Blocus. Beluga. « Moby Dick ». Bekir Chance. Avec, en soute, tout un commando impérial liquéfié mais désormais en bocaux P8.
“Amen” comme disait l'autre.
Le temps d'étouffer l'affaire bien comme il faut, soit quelques temps plus tard et alors que tout semblait enfin mieux rouler grâce au commerce lucratif de méta-alliages qui firent la réputation et la fortune de nombreux aventuriers, c'est à ce moment là que les choses avaient commencé à se compliquer assez sérieusement.
En plein blocus fédéral qui sortait de nulle part, juste pour faire chier en somme, un transport foireux d'artefacts inconnus encore à destination de Facece, un défaut d'isolation dans un container expérimental anti-corrosion, un serre joint hydraulique récalcitrant et une malencontreuse frappe très énervée du colosse Békir sur une vanne capricieuse, allaient marquer pour toujours les chairs du Tatoué.

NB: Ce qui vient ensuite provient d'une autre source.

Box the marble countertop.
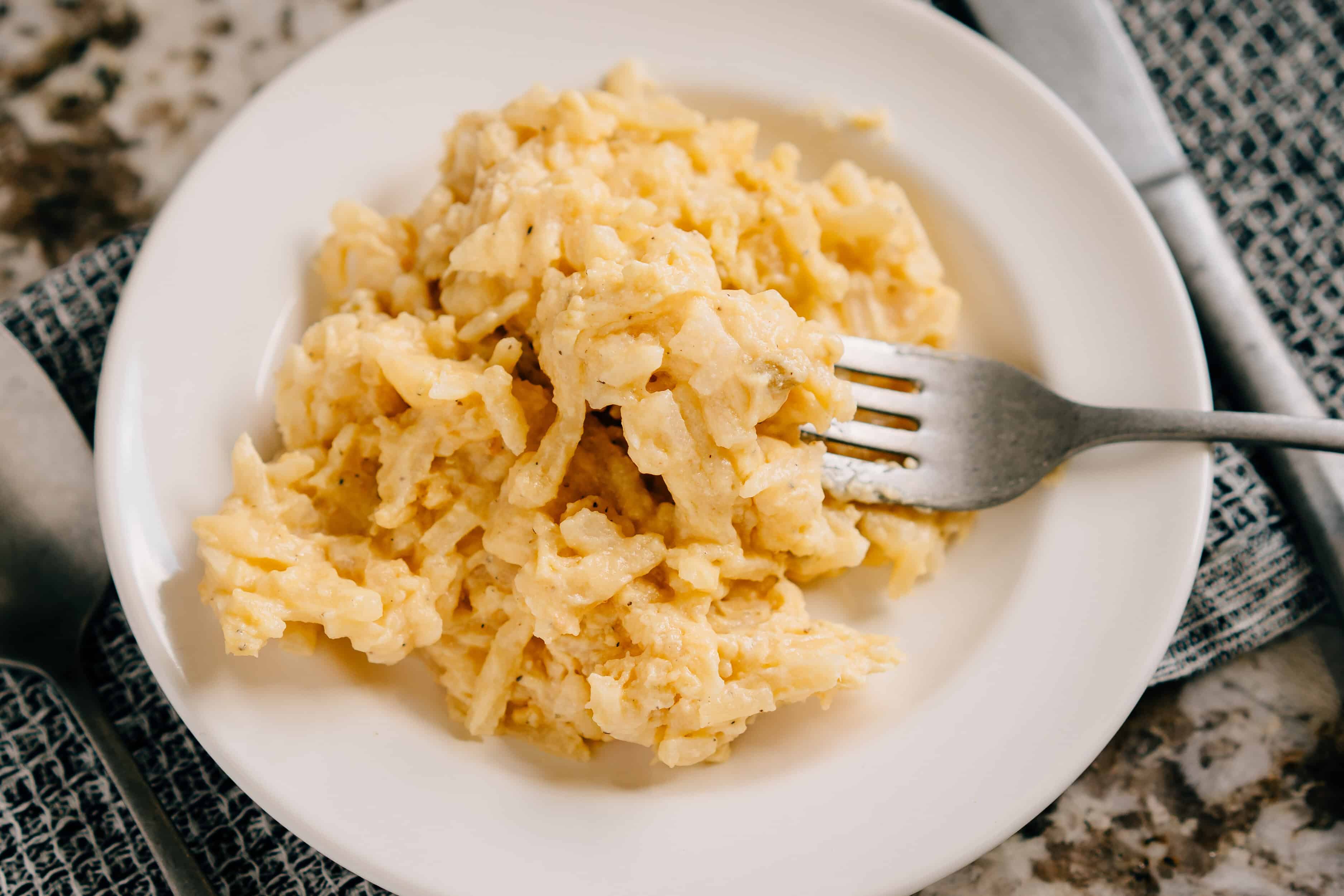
[0,0,1344,896]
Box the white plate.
[89,0,1208,896]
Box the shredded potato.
[195,63,966,766]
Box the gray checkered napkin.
[0,0,1344,896]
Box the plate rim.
[94,0,1212,896]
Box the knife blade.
[964,0,1344,645]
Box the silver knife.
[965,0,1344,637]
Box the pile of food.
[195,65,965,766]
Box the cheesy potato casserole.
[195,63,965,766]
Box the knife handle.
[1140,172,1344,623]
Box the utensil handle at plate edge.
[55,669,215,896]
[1140,172,1344,653]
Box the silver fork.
[812,336,1344,510]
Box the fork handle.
[52,666,215,896]
[1071,404,1344,453]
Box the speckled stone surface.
[0,0,1344,896]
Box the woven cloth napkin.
[0,0,1344,896]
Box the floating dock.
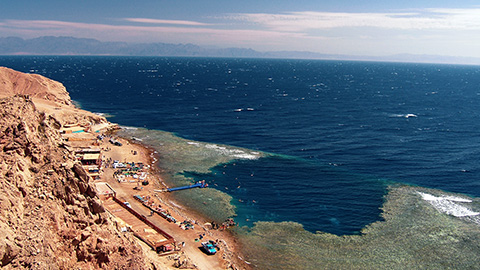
[167,180,208,192]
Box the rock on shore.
[0,68,150,269]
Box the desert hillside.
[0,95,150,269]
[0,68,149,269]
[0,67,72,105]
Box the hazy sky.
[0,0,480,57]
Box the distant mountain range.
[0,36,480,65]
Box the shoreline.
[100,128,252,269]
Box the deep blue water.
[0,56,480,234]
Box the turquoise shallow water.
[0,56,480,235]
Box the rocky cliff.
[0,69,149,269]
[0,67,72,105]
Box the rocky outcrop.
[0,95,146,269]
[0,67,72,105]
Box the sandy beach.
[63,124,250,269]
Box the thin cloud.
[123,18,211,26]
[0,20,312,46]
[225,8,480,32]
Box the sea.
[0,56,480,266]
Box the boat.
[202,240,217,255]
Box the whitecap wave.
[417,191,480,217]
[390,113,418,118]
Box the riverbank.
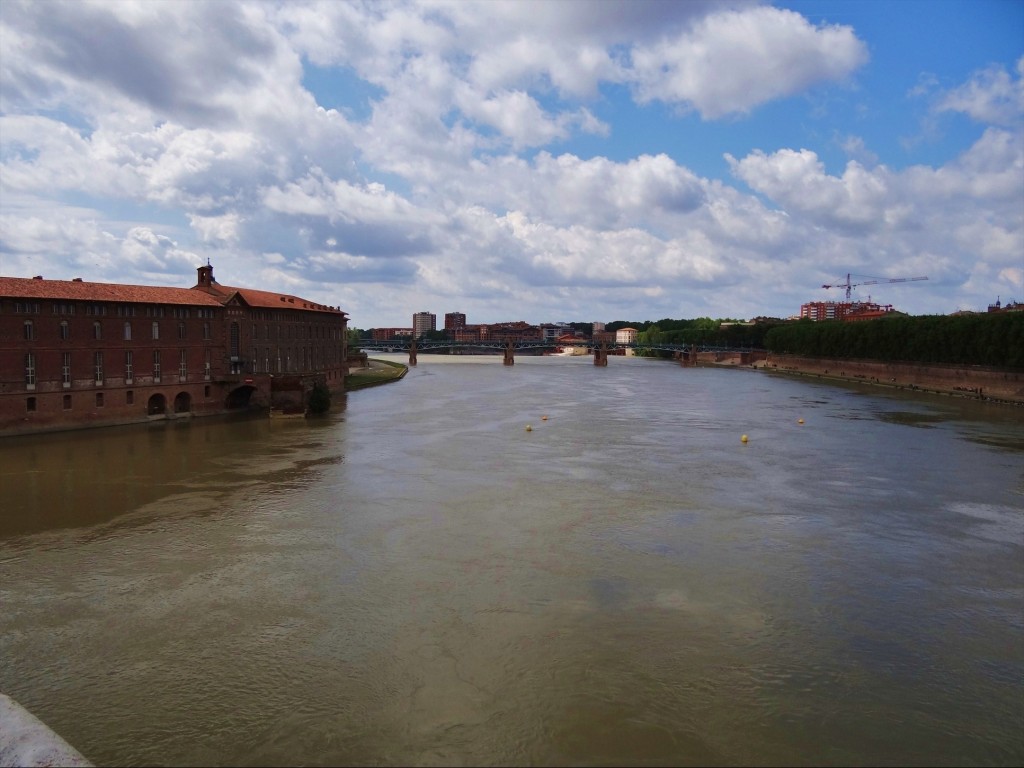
[752,354,1024,406]
[345,358,409,392]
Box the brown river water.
[0,354,1024,766]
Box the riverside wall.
[752,353,1024,406]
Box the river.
[0,354,1024,766]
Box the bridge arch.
[224,384,256,411]
[174,392,191,414]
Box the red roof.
[0,276,345,314]
[203,283,345,314]
[0,278,220,306]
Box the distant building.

Accidentellement exposé quelques fractions de secondes à un cocktail irradiant de technologie thargoïde dévastatrice, les chirurgiens impériaux lui avaient finalement bricolé, pour tous ses services rendus, un patchwork de peau synthétique granuleuse dont la coloration irrégulière donnait, au moins de loin, l'apparence de tatouages bleutés vaguement tribaux recouvrant tout son visage à l'exception de l'implant sur l'unique œil sans paupière qu'il avait pu conserver.
L'ensemble cybernétique était aussi inquiétant que fascinant surtout eu égard aux cliquetis réguliers de la tuyauterie chromée du système de respiration artificielle qui masquait toute la partie inférieure de ce qui avait vraisemblablement été autrefois son visage.
C'est à Maia que Chance, Békir Chance, avait accouché dans la douleur de lui même, du Tatoué.
Aux dernières nouvelles, après un séjour prolongé du côté de Colonia, il était accoudé au comptoir du Red 7221, l'incontournable bar d'Herodotus Dock de 32 MU, à la recherche de l'Archigraphe Heath Huston et de son vieil ami, Kadima Kalgar.
Avec toujours gravée en lui, comme dans la roche la plus dure, la même haine viscérale des Feds.